Barbados is a service based economy with foreign revenue earnings mix over reliant on tourism supported by international business (IB) and foreign direct investment (FDI). It is fair to say there is a nexus between our three leading sectors, if tourism fails there is a negative earnings relationship with IB and FDI. The blogmaster is not harsh in the critique that the policies of the current Mottley administration do not inspire confidence that there is an aggressive approach to reorder the Barbados economy.

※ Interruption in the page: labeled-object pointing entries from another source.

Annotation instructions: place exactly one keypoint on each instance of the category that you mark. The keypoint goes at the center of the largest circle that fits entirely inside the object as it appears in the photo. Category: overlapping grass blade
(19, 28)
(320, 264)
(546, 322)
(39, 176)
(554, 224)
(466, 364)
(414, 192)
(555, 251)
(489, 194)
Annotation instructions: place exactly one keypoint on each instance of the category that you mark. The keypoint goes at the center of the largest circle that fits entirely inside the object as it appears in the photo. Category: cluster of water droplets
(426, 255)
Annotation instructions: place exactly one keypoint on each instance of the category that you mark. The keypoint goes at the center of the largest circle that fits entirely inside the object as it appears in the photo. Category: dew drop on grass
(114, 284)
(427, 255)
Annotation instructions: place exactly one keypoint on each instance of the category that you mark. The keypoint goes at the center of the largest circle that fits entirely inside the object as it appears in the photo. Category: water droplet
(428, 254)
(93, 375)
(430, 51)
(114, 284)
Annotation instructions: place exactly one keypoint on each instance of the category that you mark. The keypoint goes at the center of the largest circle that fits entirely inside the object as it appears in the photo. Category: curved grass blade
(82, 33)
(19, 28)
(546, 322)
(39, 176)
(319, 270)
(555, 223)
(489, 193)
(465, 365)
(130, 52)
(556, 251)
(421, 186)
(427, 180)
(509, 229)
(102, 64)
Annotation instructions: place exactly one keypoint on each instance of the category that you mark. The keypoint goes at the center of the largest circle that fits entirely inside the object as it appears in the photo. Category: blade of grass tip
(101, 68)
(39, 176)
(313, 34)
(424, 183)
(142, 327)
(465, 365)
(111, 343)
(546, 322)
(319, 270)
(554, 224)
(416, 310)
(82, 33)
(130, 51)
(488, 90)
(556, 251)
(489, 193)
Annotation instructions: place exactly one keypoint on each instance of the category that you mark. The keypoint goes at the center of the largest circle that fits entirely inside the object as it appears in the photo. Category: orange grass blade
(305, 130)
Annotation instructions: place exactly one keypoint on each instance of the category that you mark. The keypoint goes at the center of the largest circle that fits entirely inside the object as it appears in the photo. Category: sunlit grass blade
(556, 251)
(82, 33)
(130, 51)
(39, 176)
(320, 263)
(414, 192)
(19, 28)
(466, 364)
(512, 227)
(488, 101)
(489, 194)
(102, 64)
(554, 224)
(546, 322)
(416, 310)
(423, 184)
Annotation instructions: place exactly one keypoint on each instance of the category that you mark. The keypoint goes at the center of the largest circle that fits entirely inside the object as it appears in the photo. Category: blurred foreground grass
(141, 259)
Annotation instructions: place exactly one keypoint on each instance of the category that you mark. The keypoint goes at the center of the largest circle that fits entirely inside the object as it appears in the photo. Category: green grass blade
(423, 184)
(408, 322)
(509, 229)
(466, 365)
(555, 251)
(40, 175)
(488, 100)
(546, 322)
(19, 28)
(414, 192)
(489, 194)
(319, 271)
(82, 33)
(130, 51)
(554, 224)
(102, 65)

Globally, FDI inflows increased by 64% in 2021, reaching approximately $1.6 trillion dollars. As a destination for global investments, Latin America and the Caribbean saw its share decline, however, representing 9% of the total – one of the lowest proportions in the last ten years and far below the 14% recorded in 2013 and 2014.

ECLAC Report

A UN report released this week by the ECLAC, a United Nations agency, indicates that although foreign direct investment in Latin America and the Caribbean rose by 40.7% in 2021, it has not returned to pre pandemic levels. Of significance is that the ECLAC report expanded its analysis by reporting that although FDI inflows increased globally by 64% in 2021, the LATAM and Caribbean share declined, “one of the lowest proportions in the last ten years and far below the 14% recorded in 2013 and 2014″. A negative trending in FDI does not bode well for Barbados and the Caribbean given our tourism based economies. We can life in hope that the negative trending can be reversed but it makes sense to prepare for the worse by weaning Barbados from sucking 24/7 on the tourism nipples.

A word to the [educated] should be sufficient.